October has been one of those months where the bizarre happens. Today is two years since the diagnosis. Last week was one year since the prostitute comment by Wolfson. It was the 300th day of surveillance. Soon we will be at the anniversary of getting the police report—that’s one year ago this week. Next week is the anniversary of when I quit my job. October has been a ride the last trip or two around the sun.
What, oh what, might this October bring? I’m staying positive, and I’m hoping my cosmic sentence is up this month and things are about to improve dramatically. Or it’s just going to be another month of hell in the years of hell that I have been living in.
I had a job interview today. It went great, and I’m positive I got it, but I’ll find out tomorrow. It’s doing intake at a personal injury law firm. They said sometimes they bring in therapy puppies, tattoos, and jello shots for the employees. I may have found my home.
I am trying to shift my career. I have hated my jobs in sales. I’m good at it, but I despise it. So I’m trying to get to a point where I can do research—i.e., the shit I have been doing with this whole fiasco. So, in lieu of law school, I figured I would try to get some law office experience and then razzle-dazzle them with the awesome fucking researcher I am, and that I’m cheaper than someone who has passed the bar. Not that I would necessarily mind if they had tuition reimbursement—I’d go to law school.
The reason I didn’t take my LSATs last year is because I got high instead. I know—why didn’t I do both? I could have. I wonder, with as high as I was that day, if I would have gotten a good score. {D} always told the story of doing whippets in his law school class—estate planning, I believe it was.
I think it’s also time for me to leave the house. I don’t think living in complete isolation has been great for my already questionable mental health. I need to get out of my head and have less free time at work to do stupid shit I think of.
I think this change will be good for me. I need to move, though. It’s a bitch of a drive, but they did finish the 15, so not as bad as it was.
I did something I’m afraid of, though, last night. I’ve told the story of how Brian 2 and I split up and me trying to fight off six cops while in cuffs because Brian 2 lied to the police and told them I had threatened him and myself with a gun. The gun, of course, wasn’t in the house; we got rid of it a year before when I tried to kill myself with it. The police believed him over me. I tried to tell them.

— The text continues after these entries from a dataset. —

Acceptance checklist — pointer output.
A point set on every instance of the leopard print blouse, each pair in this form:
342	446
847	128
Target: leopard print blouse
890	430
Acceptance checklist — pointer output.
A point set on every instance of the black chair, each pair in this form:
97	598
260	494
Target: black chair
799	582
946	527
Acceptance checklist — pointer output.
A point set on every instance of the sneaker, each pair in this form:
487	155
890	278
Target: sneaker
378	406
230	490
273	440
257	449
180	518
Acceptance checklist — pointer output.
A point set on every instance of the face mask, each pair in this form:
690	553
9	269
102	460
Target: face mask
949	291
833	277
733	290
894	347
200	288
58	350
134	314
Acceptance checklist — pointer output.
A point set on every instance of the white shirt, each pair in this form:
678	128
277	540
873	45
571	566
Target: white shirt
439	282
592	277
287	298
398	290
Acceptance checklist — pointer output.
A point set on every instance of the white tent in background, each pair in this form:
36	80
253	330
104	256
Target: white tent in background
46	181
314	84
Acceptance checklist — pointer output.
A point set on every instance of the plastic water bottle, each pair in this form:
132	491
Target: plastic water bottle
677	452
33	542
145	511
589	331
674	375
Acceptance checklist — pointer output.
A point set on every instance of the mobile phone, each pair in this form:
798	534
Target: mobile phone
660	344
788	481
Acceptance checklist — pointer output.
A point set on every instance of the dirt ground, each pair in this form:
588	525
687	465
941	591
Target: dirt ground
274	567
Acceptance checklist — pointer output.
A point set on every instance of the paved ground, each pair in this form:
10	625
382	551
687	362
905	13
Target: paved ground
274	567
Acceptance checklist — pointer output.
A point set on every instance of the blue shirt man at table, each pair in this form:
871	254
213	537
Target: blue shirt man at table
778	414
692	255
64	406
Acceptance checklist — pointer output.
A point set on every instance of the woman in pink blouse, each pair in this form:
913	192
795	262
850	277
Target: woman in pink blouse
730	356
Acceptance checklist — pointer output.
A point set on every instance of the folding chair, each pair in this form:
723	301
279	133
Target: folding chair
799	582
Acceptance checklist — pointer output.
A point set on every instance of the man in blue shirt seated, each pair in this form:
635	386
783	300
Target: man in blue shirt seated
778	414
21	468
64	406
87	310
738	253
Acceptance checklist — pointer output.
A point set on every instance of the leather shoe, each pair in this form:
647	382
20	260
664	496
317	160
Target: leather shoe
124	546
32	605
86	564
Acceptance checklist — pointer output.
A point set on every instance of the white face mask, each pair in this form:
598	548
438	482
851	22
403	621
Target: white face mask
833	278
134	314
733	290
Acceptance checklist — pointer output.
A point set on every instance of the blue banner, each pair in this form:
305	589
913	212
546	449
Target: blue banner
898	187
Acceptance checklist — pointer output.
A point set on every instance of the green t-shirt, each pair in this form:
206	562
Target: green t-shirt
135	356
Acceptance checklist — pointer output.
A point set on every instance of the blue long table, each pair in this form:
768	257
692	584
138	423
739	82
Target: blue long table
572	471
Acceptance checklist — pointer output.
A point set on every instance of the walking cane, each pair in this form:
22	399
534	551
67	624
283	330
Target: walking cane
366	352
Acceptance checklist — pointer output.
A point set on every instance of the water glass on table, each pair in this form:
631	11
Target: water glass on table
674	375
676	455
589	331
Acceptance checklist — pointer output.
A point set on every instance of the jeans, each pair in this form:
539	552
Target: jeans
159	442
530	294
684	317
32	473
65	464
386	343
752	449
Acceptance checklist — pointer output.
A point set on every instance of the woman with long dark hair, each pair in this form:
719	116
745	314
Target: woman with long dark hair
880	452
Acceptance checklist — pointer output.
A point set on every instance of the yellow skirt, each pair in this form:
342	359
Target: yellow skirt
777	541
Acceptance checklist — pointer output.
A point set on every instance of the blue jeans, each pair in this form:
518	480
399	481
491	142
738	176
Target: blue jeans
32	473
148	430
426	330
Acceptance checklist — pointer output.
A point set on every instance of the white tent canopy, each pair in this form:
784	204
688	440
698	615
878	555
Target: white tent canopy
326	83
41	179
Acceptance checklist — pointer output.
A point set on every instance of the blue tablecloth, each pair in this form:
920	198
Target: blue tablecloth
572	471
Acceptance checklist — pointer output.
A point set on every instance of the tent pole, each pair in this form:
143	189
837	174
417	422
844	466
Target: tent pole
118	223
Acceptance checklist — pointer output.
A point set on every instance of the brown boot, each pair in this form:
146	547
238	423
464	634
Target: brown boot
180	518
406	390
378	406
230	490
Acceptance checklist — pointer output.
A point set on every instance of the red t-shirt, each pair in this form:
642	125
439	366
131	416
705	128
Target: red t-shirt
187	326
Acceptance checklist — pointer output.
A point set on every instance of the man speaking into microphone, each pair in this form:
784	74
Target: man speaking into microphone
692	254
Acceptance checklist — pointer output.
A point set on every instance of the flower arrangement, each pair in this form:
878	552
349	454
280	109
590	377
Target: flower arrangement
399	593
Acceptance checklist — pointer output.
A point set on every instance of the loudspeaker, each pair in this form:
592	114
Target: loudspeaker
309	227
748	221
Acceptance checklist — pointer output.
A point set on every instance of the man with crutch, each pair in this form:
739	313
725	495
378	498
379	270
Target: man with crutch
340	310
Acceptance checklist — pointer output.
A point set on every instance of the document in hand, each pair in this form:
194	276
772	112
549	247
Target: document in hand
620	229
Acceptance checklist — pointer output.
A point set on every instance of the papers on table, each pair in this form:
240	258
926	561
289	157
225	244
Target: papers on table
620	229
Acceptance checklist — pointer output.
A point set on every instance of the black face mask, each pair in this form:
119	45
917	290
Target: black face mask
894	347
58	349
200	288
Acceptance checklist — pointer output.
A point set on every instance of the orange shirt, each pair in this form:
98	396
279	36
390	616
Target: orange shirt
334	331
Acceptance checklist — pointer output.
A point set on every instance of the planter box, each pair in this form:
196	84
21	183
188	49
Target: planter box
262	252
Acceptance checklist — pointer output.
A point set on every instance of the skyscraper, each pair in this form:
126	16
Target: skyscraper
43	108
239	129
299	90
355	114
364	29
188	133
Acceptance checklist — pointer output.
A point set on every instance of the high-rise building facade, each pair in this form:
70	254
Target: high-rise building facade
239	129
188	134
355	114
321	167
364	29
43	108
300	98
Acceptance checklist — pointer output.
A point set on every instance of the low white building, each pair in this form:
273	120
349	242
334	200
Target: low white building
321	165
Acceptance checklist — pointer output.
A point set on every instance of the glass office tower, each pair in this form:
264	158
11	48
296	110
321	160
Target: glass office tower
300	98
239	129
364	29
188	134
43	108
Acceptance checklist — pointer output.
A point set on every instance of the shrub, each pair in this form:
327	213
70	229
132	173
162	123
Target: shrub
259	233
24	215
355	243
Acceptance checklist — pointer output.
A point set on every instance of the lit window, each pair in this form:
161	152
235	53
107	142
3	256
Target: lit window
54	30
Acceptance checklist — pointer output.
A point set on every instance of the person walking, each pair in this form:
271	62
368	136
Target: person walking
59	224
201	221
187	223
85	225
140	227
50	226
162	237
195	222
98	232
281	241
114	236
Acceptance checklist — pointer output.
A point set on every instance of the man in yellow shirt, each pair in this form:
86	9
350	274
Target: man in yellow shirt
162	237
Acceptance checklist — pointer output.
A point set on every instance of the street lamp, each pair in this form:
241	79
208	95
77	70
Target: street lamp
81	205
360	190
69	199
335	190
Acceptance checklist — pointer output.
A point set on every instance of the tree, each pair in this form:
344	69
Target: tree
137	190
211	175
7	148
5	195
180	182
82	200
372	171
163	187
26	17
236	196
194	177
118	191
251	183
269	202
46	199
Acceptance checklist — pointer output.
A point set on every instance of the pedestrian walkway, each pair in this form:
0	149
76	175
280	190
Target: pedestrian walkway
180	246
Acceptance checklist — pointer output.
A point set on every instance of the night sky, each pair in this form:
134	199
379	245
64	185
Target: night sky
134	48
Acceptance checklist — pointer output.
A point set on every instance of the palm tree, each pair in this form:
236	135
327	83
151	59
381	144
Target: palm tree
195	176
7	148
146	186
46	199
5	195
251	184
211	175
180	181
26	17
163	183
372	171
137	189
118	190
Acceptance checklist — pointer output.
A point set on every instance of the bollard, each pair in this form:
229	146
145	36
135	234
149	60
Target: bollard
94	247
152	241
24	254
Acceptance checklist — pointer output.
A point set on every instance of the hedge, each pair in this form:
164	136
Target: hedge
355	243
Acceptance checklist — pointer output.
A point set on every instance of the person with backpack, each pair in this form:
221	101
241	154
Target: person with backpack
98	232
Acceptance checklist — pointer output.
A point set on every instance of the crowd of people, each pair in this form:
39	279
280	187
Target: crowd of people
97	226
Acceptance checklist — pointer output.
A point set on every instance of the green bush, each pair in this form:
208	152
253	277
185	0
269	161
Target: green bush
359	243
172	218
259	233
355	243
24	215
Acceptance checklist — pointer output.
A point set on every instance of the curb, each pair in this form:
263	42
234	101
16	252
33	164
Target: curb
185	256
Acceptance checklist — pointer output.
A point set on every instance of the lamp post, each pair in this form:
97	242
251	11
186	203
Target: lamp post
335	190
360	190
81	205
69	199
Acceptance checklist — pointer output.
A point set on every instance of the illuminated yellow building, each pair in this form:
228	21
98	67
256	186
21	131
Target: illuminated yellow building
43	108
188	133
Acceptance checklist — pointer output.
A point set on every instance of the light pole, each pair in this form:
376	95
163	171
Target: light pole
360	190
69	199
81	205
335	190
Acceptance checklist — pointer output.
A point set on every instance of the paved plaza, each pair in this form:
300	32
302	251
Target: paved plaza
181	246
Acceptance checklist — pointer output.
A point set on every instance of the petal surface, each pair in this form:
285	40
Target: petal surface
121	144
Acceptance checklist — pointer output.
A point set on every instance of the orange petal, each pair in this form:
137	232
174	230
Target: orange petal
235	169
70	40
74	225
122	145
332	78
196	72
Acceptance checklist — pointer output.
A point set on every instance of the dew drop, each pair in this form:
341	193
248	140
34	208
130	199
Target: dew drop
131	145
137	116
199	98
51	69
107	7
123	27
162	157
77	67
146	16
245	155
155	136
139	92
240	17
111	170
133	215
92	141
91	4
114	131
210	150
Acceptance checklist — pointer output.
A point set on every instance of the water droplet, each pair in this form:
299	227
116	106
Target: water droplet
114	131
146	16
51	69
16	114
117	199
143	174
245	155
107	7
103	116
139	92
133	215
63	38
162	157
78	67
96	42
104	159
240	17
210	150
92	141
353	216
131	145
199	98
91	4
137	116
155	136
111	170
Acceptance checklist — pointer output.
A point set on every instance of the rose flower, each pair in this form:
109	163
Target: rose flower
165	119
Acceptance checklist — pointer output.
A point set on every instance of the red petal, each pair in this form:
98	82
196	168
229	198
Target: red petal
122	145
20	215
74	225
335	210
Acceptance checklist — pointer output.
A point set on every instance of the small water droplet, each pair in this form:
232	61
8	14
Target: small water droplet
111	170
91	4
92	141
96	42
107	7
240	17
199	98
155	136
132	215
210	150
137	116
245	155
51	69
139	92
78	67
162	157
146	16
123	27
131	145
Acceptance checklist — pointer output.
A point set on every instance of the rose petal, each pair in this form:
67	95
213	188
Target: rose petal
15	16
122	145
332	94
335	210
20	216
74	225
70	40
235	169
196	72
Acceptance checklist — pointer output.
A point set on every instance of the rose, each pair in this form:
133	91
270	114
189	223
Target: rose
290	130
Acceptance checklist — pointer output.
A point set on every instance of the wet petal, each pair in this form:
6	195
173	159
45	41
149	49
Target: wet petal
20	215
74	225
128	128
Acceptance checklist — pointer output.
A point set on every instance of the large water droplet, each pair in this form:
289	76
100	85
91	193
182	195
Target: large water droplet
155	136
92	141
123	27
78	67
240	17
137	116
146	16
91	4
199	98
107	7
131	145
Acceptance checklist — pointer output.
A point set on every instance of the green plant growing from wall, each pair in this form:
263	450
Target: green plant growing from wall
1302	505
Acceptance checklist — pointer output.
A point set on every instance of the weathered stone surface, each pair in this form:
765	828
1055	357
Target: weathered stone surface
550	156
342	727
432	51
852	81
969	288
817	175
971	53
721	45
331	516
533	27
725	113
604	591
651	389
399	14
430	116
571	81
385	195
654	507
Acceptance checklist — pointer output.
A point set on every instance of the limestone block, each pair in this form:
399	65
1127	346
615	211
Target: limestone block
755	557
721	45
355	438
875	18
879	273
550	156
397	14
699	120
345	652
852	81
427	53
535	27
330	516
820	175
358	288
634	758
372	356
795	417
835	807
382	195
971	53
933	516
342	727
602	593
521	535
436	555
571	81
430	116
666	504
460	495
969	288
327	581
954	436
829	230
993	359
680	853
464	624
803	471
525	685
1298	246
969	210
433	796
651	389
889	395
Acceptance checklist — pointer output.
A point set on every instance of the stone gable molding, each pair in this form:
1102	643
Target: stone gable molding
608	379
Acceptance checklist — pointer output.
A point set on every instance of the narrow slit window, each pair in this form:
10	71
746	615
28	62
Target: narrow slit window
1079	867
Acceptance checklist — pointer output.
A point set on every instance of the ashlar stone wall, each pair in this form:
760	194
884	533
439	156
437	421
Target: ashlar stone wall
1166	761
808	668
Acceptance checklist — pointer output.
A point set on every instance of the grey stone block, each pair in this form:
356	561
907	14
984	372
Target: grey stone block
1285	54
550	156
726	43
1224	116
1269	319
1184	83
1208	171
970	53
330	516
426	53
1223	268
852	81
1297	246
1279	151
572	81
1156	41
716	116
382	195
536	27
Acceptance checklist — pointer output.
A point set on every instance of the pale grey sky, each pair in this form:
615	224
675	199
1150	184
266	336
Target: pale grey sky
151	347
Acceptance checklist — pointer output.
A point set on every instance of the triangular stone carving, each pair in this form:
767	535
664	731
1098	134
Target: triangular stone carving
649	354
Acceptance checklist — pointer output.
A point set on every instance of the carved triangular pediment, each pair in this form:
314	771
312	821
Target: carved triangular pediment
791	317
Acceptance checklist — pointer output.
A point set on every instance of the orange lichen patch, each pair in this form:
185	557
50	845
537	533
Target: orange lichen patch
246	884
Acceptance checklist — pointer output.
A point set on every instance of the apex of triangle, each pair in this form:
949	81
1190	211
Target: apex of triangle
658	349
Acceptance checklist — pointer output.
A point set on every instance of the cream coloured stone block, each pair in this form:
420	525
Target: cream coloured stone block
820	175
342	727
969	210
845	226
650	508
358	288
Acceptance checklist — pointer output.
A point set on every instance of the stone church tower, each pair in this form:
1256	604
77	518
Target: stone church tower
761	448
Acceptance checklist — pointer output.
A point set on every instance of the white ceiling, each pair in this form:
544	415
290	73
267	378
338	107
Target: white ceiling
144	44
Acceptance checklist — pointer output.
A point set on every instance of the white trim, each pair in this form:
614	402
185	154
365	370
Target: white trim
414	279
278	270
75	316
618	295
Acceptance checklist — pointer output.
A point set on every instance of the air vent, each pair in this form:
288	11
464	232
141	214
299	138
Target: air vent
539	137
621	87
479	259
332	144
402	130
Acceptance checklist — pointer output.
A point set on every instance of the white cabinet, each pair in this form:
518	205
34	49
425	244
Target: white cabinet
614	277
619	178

I remember the EMT was wearing a name tag, and I looked her in the eye and calmly said, “Carol, I didn’t do this. They are making a mistake. Please help right now.” She hesitated. Then the cops yelled, and she gave me the first of five shots I remember getting. Goddamn, I fought hard.
Well, I thought it wise to request the bodycam footage from that morning. I doubt there is anything that can be done now, but it will definitely explain why I didn’t go to the police with {D}. If it is as bad as I remember it, I don’t know. It’s almost like the rape video—I don’t know that I want to see it.
I don’t know. I don’t know. I don’t know.